Knowledge
 
 

Protein

DSC00098I am always getting asked questions about what type of protein supplements. Let me start with the basics and build from there. There are three common forms of protein powders and they are whey, soy and casein protein.

Whey is the most common form of protein powder. It’s water-soluble milk protein and it’s a complete protein. A complete protein contains all nine of the amino acids necessary for human dietary needs.

Soy protein is preferred by vegetarians and vegans. It’s a great source of protein, usually made from soy beans. However, I have found most soy proteins to have a funny taste and have noticed it doesn’t dissolve well in water.

Casein protein is a great protein powder. It is simply the dehydrated, supplemental form of casein. Casein is phosphorus-containing proteins and made up of 80 percent of the protein in cow’s milk. The remaining 20% are whey proteins. Casein protein is a very good protein that is easily digested by your body, but it is very expensive.

I generally find that athletes need protein supplements in the following 4 situations:

Teenagers – teenagers generally need more protein to fuel workouts because the body is still growing and uses more protein in general
Starting a workout program – If you’re starting a new workout program and you’re trying to build muscle, you will require more protein than normal
Increasing your workouts – If you’re working out, but are increasing the intensity of those workouts, your body will need more protein
A vegan – If you’re a vegan or a vegetarian, you naturally have eliminated good sources of protein such as meat, chicken, and possibly dairy and eggs.

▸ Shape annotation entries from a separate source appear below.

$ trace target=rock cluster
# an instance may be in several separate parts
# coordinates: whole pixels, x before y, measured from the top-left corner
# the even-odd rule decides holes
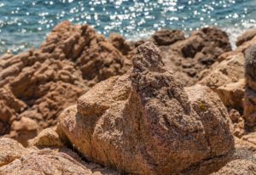
[[[0,174],[256,173],[255,29],[148,40],[66,21],[2,56]]]
[[[2,57],[1,134],[26,145],[38,131],[55,126],[59,113],[90,87],[126,71],[123,45],[118,36],[107,40],[88,25],[63,22],[40,48]]]
[[[119,173],[95,164],[87,164],[68,149],[26,149],[15,140],[2,138],[0,174],[118,175]]]
[[[250,127],[256,125],[256,45],[246,50],[245,56],[246,91],[244,118]]]
[[[152,42],[137,48],[131,73],[96,84],[65,110],[58,129],[87,159],[124,172],[206,173],[234,147],[218,96],[200,85],[184,89]]]

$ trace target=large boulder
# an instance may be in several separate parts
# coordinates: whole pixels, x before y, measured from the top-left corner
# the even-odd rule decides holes
[[[179,37],[172,37],[172,33]],[[231,50],[228,35],[217,28],[195,31],[187,38],[178,31],[158,31],[153,37],[160,46],[163,61],[185,86],[195,84],[203,77],[203,71],[215,63],[219,55]],[[163,44],[164,39],[173,42]]]
[[[59,119],[63,139],[123,172],[208,173],[234,149],[221,100],[207,87],[184,89],[152,42],[137,48],[131,73],[96,84]]]
[[[119,47],[120,40],[108,40],[87,25],[65,21],[53,29],[38,49],[1,57],[0,134],[26,145],[37,133],[25,136],[24,130],[31,125],[26,126],[22,118],[36,122],[38,131],[55,126],[61,111],[74,104],[91,86],[125,73],[131,48]]]
[[[5,175],[117,175],[114,171],[88,164],[67,148],[24,148],[11,138],[0,138],[0,174]]]

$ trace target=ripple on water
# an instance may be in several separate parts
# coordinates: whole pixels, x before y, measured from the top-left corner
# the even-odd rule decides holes
[[[241,33],[255,26],[255,0],[1,0],[0,54],[38,47],[67,20],[134,40],[161,28],[189,32],[216,25]]]

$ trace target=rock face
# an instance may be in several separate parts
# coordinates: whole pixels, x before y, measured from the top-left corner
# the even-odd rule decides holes
[[[91,86],[124,74],[131,48],[122,39],[108,40],[86,25],[63,22],[40,48],[0,58],[0,133],[26,145]]]
[[[216,62],[220,54],[231,50],[228,35],[217,28],[193,31],[187,38],[182,31],[162,31],[153,36],[153,41],[160,46],[165,64],[185,86],[201,80],[204,70]],[[172,42],[166,46],[166,41]]]
[[[256,45],[247,49],[244,67],[246,75],[244,118],[248,126],[253,127],[256,124]]]
[[[230,122],[213,92],[184,89],[146,42],[132,71],[96,84],[63,111],[57,131],[87,159],[120,172],[208,173],[233,151]]]
[[[5,175],[118,175],[95,164],[86,164],[68,149],[26,149],[17,141],[0,138],[0,174]]]
[[[230,55],[214,63],[199,83],[218,93],[225,106],[241,110],[245,88],[243,65],[243,54]]]

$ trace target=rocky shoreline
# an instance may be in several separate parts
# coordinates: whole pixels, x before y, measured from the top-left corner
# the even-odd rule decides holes
[[[256,173],[255,44],[61,23],[0,58],[0,174]]]

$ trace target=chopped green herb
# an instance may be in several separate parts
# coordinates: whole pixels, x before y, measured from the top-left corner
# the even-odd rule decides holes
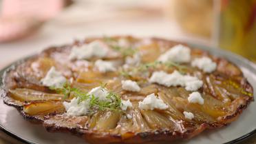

In figuring out your daily requirements of protein, the American College of Sports Medicine and the Academy of Nutrition and Dietetics recommends:
the average adult needs about 0.8grams of protein per kilogram of body weight per day.
Those individuals taking part in recreational athletes need 1.1 to 1.4 grams of protein for every kilogram of body weight
Competitive athletes need about 1.2 to 1.4 grams of protein for every kilogram of body weight; and
Athletes building muscles mass need 1.5 to 2 grams of protein for every kilogram of body weight

So, if you’re an adult who want to build muscle mass, and if you weight 165 pounds (75 kilograms), then you will need protein of about 150 grams per day. You could definitely use a protein supplement to make up the difference, if you consider that a 4-oz hamburger contains 30 grams of protein, a 6 oz tuna steak contains 40 grams, and a single oz of cheddar cheese has 7 grams of protein.